Nothing
#' @title Model fitting for a Cauchy Process
#'
#' @description
#' Fit the Cauchy process on a phylogeny, using numerical optimization.
#'
#' @param phy a phylogenetic tree of class \code{\link[ape]{phylo}}.
#' @param trait named vector of traits at the tips.
#' @param model a model for the trait evolution. One of \code{"cauchy"} or \code{"lambda"} (see Details).
#' @param starting.value starting value for the parameters of the Cauchy.
#' This should be a named list, with \code{x0} and \code{disp} the root starting value and the dispersion parameter.
#' The default initial values are computed from standard statistics used on (independent) Cauchy variables, see Details.
#' @param lower.bound named list with lower bound values for the parameters. See Details for the default values.
#' @param upper.bound named list with upper bound values for the parameters. See Details for the default values.
#' @param method the method used to fit the process.
#' One of \code{reml} (the default), \code{fixed.root} or \code{random.root}.
#' See Details.
#' @param root.edge multiplicative factor for the root dispersion, equal to the length of the root edge. Ignored if \code{method!=random.root}.
#' @param hessian if \code{TRUE}, then the numerical hessian is computed, for confidence interval computations. See \code{\link{compute_vcov}}.
#' @param optim if "local", only a local optimization around the initial parameter values is performed (the default).
#' If "global", a global maximization is attempted using the "MLSL" approach (see \code{\link[nloptr]{nloptr}}).
#' @param method.init.disp the initialization method for the dispersion.
#' One of "Qn", "Sn", "MAD", "IQR". Default to the "Qn" statistics.
#' See Details.
#'
#' @details
#'
#' For the default \code{model="cauchy"}, the parameters of the Cauchy Process (CP)
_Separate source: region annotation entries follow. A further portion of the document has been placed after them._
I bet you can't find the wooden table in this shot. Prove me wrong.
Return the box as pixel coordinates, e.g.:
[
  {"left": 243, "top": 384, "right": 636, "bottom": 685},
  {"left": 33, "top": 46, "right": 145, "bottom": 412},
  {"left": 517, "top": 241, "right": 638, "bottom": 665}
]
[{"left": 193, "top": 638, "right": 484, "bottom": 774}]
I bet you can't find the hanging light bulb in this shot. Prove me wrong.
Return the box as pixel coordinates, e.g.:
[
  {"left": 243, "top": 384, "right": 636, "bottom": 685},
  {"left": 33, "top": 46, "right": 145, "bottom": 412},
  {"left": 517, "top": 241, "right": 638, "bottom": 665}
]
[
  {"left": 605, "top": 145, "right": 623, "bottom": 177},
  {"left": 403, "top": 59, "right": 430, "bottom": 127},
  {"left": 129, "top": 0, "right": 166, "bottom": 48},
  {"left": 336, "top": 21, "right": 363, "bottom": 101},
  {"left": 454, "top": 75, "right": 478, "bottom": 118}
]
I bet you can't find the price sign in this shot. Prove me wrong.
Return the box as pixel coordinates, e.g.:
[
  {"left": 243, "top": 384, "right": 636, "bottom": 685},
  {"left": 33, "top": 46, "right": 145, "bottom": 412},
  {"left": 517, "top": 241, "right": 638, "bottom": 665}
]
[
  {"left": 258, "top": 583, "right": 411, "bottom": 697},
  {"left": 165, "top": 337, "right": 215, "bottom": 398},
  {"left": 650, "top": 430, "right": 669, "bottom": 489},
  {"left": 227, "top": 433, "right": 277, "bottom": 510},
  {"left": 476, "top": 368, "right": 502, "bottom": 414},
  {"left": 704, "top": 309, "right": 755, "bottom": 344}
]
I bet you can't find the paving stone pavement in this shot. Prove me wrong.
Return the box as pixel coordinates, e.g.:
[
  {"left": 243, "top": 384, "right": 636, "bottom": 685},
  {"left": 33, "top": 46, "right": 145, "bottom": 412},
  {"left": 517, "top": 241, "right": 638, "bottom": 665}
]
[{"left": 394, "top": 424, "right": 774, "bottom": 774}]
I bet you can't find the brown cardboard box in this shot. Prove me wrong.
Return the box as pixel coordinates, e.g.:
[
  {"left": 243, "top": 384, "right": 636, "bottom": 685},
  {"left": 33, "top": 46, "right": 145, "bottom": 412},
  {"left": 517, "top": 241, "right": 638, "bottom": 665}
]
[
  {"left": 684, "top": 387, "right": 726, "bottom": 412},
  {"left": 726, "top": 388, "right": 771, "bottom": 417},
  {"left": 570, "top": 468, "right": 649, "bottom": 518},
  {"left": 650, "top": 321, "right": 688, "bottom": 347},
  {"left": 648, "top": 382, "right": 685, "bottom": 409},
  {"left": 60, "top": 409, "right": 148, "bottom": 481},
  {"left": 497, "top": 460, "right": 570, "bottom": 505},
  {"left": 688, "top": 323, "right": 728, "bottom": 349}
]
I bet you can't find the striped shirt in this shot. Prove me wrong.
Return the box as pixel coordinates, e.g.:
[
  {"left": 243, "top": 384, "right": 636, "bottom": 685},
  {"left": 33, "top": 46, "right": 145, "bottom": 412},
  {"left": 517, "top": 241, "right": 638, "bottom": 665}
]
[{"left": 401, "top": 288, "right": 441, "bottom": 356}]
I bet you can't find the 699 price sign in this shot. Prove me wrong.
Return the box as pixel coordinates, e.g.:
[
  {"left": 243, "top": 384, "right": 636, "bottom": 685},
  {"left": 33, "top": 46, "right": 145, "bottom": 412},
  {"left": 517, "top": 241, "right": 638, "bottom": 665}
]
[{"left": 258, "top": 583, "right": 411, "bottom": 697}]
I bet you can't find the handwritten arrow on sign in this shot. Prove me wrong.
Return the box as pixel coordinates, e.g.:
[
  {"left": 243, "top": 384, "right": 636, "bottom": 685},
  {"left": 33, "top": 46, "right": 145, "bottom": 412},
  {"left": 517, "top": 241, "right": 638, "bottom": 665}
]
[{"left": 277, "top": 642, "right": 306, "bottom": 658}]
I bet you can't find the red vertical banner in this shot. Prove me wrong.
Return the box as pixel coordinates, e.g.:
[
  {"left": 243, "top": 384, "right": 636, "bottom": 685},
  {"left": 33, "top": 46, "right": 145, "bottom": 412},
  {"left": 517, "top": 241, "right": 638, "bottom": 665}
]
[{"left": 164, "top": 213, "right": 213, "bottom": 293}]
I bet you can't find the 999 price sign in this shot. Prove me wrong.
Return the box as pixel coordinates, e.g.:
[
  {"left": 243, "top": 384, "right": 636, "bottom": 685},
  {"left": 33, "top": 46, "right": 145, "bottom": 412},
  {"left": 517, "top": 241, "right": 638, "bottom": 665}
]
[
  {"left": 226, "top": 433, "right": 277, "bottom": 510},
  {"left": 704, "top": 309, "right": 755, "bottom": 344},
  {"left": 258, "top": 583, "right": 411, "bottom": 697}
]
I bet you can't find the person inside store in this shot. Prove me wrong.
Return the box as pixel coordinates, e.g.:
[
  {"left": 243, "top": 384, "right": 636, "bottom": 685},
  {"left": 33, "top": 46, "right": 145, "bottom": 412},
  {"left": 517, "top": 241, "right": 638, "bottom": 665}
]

#' are \code{disp}, the dispersion of the process,
#' and \code{x0}, the starting value of the process at the root (for \code{method="fixed.root"}).
#'
#' The model assumes that each increment of the trait \eqn{X} on a branch going from node \eqn{k} to \eqn{l}
#' follows a Cauchy distribution, with a dispersion proportional to the length \eqn{t_l} of the branch:
#' \deqn{X_l - X_k \sim \mathcal{C}(0, \mbox{disp} \times t_l).}
#'
#' Unless specified by the user, the initial values for the parameters are taken according to the following heuristics:
#' \describe{
#' \item{\code{x0}:}{ is the trimmed mean of the trait,
#' keeping only 24\% of the observations, as advocated in Rothenberg et al. 1964
#' (for \code{method="fixed.root"});}
#' \item{\code{disp}:}{ is initialized from the trait centered and normalized
#' by tip heights, with one of the following statistics, taken from Rousseeuw & Croux 1993:}
#' \describe{
#' \item{\code{IQR}:}{ half of the inter-quartile range (see \code{\link{IQR}});}
#' \item{\code{MAD}:}{ median absolute deviation with constant equal to 1 (see \code{\link{mad}});}
#' \item{\code{Sn}:}{ Sn statistics with constant 0.7071 (see \code{\link[robustbase]{Sn}});}
#' \item{\code{Qn}:}{ (default) Qn statistics with constant 1.2071 (see \code{\link[robustbase]{Qn}}).}
#' }
#' }
#'
#' Unless specified by the user, \code{x0} is taken to be unbounded,
#' \code{disp} positive unbounded.
#'
#' The \code{method} argument specifies the method used for the fit:
#' \describe{
#' \item{\code{method="reml"}:}{
#' the dispersion parameter is fitted using the REML criterion,
#' obtained by re-rooting the tree to one of the tips.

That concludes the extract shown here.